Is $dv/dt$ always zero when dealing with 'limiting velocity'? I am confused on one of my practice problems. When dealing with 'limiting velocity', is $dv/dt$ always zero?
 A: I'm assuming limiting velocity means the same as terminal velocity, in which case the answer to your question is yes. The terminal velocity is defined as the point during free fall with drag (or whatever other process where there is a similar drag force) at which the force due to gravity is the same as the force from the drag.
In the language of Newton's laws, this implies that the total force acting on the body is balanced, $\textbf{F}=0$, and so $\textbf{a}=\mathrm{d}\textbf{v}/\mathrm{d}t=0$.
A: Assuming limiting velocity is terminal velocity: no, $dv/dt$ (or acceleration) is not necessarily always zero.
However, $dv/dt$ becomes (or tends to) zero after a certain amount of time $t$, and stays zero for any time greater than $t$ (assuming there are no changes in the forces being imparted on the object in question after terminal velocity is reached).
Examples

*

*Accelerating a car from rest all the way to its top speed (its top speed is its terminal velocity). That you could get the car up to top speed from rest implies that acceleration was non-zero once. Otherwise would mean you would be sitting in a parked car.


*Skydiving from a plane cruising at a constant altitude. Depending on how one orients their body during free fall, terminal velocity can range between 200km/h - 300km/h. That you could get up to that speed implies that you should experience some acceleration during descent. Otherwise would mean you could simply jump out and "fly" along with the plane on its flight path.
The important bit is that you experience constant velocity (no acceleration) after some time.
A: Yes, dv/dt = 0 at limiting/terminal velocity.
If your initial and final velocities differ though, it's a bit less simple than that, since net acceleration is non-zero when there is a change in velocity.
To demonstrate this point
Let's say your limiting velocity is 70m/s, and your initial velocity is also 70m/s (in the same direction).

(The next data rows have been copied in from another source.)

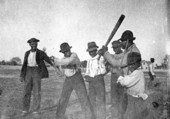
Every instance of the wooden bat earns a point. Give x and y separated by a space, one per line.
120 20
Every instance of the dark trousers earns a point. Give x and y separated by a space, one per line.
32 83
136 109
97 96
75 82
119 98
150 83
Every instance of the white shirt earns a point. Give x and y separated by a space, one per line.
151 68
135 82
95 66
121 59
32 59
72 60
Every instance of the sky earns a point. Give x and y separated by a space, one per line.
81 21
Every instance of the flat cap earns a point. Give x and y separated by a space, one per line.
33 40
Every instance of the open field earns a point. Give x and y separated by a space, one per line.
11 98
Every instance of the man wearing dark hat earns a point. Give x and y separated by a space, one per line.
33 70
95 71
73 81
129 46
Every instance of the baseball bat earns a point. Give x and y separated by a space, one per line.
120 20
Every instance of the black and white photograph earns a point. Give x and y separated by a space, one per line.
84 59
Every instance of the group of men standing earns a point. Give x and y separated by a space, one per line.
93 101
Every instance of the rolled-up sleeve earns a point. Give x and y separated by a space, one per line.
66 61
114 60
129 80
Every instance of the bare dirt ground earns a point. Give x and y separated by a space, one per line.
11 97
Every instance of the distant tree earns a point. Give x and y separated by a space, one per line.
15 61
3 62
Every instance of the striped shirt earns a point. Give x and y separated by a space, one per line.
95 67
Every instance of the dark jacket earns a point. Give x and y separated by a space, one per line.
40 58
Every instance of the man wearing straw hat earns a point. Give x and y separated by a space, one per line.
128 45
33 70
73 81
95 71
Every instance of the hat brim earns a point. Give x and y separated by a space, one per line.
65 49
91 49
29 41
126 39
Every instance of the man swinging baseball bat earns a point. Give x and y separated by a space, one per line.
120 20
127 43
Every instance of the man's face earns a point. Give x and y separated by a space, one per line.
93 53
124 43
117 50
33 46
67 53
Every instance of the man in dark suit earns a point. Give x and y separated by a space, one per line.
33 70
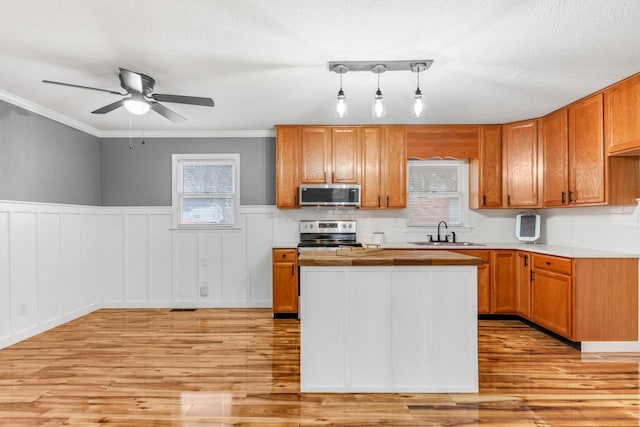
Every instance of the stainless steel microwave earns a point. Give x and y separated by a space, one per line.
327 195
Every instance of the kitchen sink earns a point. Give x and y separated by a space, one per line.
447 244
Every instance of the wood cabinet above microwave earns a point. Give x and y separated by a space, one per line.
329 155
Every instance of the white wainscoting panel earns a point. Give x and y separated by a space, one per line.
23 237
235 291
112 259
49 266
210 266
185 268
136 259
91 260
5 279
74 274
160 267
259 238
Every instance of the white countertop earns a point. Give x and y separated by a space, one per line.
565 251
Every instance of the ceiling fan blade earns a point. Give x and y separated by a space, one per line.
132 80
193 100
84 87
164 111
109 107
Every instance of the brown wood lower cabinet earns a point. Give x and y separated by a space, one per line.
484 278
581 299
285 282
496 275
523 284
585 299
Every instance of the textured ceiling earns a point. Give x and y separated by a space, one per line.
265 62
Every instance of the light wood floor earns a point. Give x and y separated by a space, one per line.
240 368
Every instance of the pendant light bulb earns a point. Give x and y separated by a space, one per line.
418 102
341 104
377 108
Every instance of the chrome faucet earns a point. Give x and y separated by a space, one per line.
438 238
446 239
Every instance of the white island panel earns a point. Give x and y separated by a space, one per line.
388 329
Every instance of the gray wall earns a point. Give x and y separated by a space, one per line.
142 176
42 160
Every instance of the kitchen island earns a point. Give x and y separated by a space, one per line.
394 321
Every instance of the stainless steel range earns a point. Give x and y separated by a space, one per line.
327 234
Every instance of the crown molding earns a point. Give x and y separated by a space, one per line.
222 133
60 118
45 112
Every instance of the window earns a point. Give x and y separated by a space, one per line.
206 189
437 191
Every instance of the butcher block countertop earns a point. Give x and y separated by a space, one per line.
387 257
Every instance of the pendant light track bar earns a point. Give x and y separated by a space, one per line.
405 65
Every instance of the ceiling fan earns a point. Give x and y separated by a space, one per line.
139 96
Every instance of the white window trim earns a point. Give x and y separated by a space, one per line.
464 202
175 181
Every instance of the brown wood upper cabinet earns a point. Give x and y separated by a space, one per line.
442 141
520 164
329 155
573 154
485 171
577 171
622 117
384 155
287 166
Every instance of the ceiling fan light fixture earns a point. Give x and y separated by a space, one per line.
136 105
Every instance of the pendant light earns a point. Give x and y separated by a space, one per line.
341 103
377 108
418 103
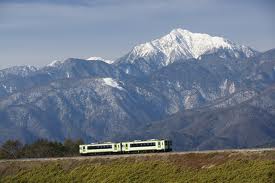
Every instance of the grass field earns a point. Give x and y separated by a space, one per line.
239 167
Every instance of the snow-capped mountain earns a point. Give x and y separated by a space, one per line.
202 102
180 44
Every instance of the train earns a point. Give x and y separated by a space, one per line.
136 146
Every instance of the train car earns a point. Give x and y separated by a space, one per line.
144 146
137 146
100 148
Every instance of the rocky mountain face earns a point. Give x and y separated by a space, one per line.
200 91
179 44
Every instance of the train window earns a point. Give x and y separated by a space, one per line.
100 147
143 144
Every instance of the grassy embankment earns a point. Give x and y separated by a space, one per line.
212 167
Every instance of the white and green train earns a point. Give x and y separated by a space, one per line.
137 146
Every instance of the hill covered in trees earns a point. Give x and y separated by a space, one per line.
42 148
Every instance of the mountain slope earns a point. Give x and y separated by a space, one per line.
179 44
247 124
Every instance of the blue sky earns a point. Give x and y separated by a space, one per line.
36 32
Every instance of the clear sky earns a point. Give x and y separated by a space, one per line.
36 32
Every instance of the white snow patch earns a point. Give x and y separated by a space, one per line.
113 83
232 88
180 43
101 59
55 63
67 74
223 86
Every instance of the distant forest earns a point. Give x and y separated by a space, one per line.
42 148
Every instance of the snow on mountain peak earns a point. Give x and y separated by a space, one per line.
101 59
183 44
112 83
55 63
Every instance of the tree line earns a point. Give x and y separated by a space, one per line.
41 148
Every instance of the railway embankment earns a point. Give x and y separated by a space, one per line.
220 166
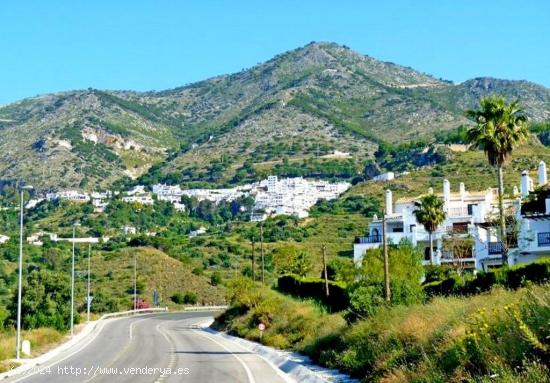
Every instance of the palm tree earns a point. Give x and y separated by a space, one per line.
430 214
500 128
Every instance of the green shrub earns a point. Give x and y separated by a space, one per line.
46 301
178 298
215 278
190 298
315 288
509 277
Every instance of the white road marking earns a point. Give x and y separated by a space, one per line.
172 360
246 368
36 370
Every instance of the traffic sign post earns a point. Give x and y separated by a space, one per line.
261 327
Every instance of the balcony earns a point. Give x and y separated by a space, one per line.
543 239
368 239
459 212
495 248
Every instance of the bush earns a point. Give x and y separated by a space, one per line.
315 288
46 301
178 298
190 298
509 277
215 278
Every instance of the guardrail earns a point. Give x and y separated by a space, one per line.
205 308
543 239
132 312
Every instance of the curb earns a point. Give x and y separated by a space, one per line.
90 328
298 367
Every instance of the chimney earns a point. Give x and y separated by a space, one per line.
462 189
389 202
525 184
446 191
542 173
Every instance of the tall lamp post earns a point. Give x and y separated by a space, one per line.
88 298
72 280
135 282
19 285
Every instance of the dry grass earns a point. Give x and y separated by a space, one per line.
42 340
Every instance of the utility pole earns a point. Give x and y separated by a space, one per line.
135 282
72 282
387 293
88 300
262 251
20 282
325 269
253 260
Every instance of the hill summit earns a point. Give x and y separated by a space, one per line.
298 106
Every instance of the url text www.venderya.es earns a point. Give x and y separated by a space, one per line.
97 370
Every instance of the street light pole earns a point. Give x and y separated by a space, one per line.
88 296
135 282
18 340
20 282
72 283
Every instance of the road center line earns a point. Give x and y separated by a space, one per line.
246 368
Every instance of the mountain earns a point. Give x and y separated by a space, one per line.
296 107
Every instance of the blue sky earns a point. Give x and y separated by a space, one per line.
55 45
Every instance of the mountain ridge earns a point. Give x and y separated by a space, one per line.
320 95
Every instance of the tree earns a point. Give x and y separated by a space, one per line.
500 128
289 260
45 301
430 214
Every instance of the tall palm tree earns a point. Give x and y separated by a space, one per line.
429 213
500 128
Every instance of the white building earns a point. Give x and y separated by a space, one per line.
293 196
464 209
69 195
33 202
129 230
385 177
533 230
474 215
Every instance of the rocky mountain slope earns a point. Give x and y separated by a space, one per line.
300 105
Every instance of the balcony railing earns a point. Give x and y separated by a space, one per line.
369 239
495 248
544 239
459 212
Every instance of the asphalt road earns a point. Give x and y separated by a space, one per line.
155 348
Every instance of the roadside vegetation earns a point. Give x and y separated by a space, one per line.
499 334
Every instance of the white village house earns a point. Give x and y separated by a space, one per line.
469 214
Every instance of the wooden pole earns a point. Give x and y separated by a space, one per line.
325 269
262 251
387 292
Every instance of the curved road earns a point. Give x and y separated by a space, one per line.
155 348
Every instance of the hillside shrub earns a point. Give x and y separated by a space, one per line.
295 285
510 277
45 301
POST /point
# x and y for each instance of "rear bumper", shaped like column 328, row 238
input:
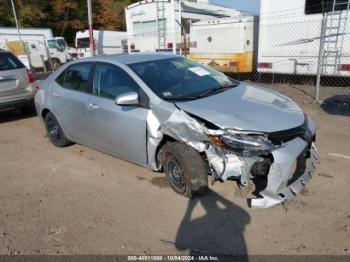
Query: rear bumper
column 278, row 189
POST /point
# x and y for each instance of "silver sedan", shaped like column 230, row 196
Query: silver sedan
column 166, row 112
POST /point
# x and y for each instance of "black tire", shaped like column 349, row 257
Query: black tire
column 185, row 169
column 55, row 131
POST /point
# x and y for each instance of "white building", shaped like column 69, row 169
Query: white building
column 289, row 38
column 226, row 44
column 105, row 42
column 150, row 22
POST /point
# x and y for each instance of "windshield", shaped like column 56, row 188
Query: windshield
column 179, row 78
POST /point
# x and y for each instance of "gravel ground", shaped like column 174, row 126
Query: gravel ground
column 79, row 201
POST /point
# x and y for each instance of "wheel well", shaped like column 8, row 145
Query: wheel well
column 159, row 149
column 44, row 112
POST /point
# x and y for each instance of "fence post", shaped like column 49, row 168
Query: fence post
column 320, row 54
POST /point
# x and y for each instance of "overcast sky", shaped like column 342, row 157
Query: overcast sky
column 251, row 6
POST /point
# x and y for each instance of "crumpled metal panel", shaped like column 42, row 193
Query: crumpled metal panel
column 277, row 191
column 184, row 128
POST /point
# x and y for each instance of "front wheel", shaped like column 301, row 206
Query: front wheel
column 55, row 131
column 185, row 169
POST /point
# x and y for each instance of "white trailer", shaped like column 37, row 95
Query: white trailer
column 143, row 20
column 105, row 42
column 226, row 44
column 37, row 41
column 290, row 33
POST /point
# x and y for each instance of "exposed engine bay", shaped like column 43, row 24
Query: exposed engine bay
column 279, row 164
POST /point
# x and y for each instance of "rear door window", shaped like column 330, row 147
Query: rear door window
column 9, row 62
column 76, row 77
column 111, row 81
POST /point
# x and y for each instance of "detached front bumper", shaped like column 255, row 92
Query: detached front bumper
column 283, row 183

No acceleration is required to reach the limiting velocity since you are not changing velocity, therefore your initial, net, and final acceleration is 0m/s^2.

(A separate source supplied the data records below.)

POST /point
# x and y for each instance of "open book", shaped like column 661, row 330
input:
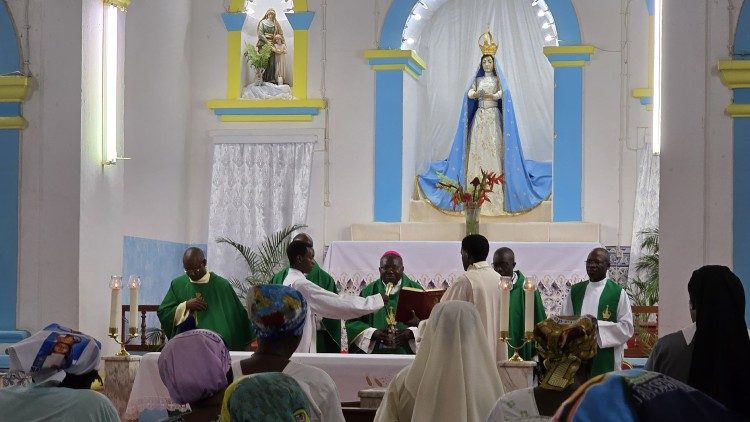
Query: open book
column 421, row 301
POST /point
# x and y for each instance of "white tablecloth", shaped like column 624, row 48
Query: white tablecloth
column 351, row 373
column 556, row 265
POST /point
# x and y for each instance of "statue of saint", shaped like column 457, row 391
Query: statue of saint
column 268, row 28
column 487, row 139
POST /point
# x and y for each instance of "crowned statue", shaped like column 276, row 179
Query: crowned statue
column 487, row 139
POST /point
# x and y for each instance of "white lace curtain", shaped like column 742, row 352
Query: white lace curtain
column 256, row 190
column 646, row 212
column 448, row 43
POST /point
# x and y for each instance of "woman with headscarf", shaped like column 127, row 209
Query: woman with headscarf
column 269, row 397
column 454, row 375
column 712, row 353
column 195, row 368
column 278, row 313
column 566, row 346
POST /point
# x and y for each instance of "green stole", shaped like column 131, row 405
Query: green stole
column 225, row 314
column 604, row 361
column 329, row 336
column 377, row 320
column 517, row 319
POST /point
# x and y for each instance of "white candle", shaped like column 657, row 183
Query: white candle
column 134, row 284
column 505, row 285
column 529, row 288
column 115, row 284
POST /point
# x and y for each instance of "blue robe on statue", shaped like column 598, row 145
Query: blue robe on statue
column 527, row 182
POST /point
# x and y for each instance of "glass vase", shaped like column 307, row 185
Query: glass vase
column 471, row 212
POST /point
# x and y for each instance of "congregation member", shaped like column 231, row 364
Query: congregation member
column 320, row 301
column 609, row 303
column 368, row 334
column 711, row 354
column 195, row 368
column 504, row 263
column 268, row 397
column 328, row 334
column 638, row 395
column 52, row 354
column 480, row 285
column 202, row 299
column 278, row 316
column 454, row 375
column 566, row 346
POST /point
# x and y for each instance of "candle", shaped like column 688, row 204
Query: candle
column 115, row 283
column 505, row 286
column 529, row 288
column 134, row 284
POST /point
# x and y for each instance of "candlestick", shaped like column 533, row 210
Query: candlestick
column 134, row 284
column 115, row 283
column 529, row 289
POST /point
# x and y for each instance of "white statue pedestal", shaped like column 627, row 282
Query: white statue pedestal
column 120, row 373
column 516, row 375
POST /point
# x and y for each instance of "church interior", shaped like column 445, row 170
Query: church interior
column 133, row 130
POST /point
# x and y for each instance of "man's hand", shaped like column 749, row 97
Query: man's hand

Now let's say that your limiting velocity is 70m/s, but your initial velocity is 30m/s (in the same direction).
You accelerate, for argument's sake, to limiting velocity in 8 seconds. If you started accelerating at a constant rate from the beginning instant of the scenario, your initial acceleration would be 5m/s^2. Your final acceleration would be 0m/s^2.
If you end the scenario the instant you reach limiting velocity, then with a change in velocity (or dv) of (70 - 30), your net acceleration for the entire scenario would be:
a(net) = dv/dt
a(net) = 40/8
a(net) = 5m/s^2 (the same as your initial acceleration)
In the above scenario, however, if you were to remain at terminal velocity for, say, an additional 2 seconds after, then your net acceleration would not be the same as your initial acceleration, assuming you include time of non-acceleration (you wouldn't if you're calculating only for the time spent accelerating).
You would have a dv of (70 - 30 = 40) as before, but the dt of the entire scenario would change from 8s to 10s, resulting in:
a(net) = dv/dt
a(net) = 40/10
a(net) = 4m/s^2.
Even though your initial acceleration remains as 5m/s^2, and your final acceleration remains as 0m/s^2, your net acceleration is now 4m/s^2.
To Conclude
At limiting velocity, dv/dt = 0, since a = 0 and a = dv/dt.
This does not necessarily mean that a(net) nor a(initial) nor any other instance of a is also equal to 0.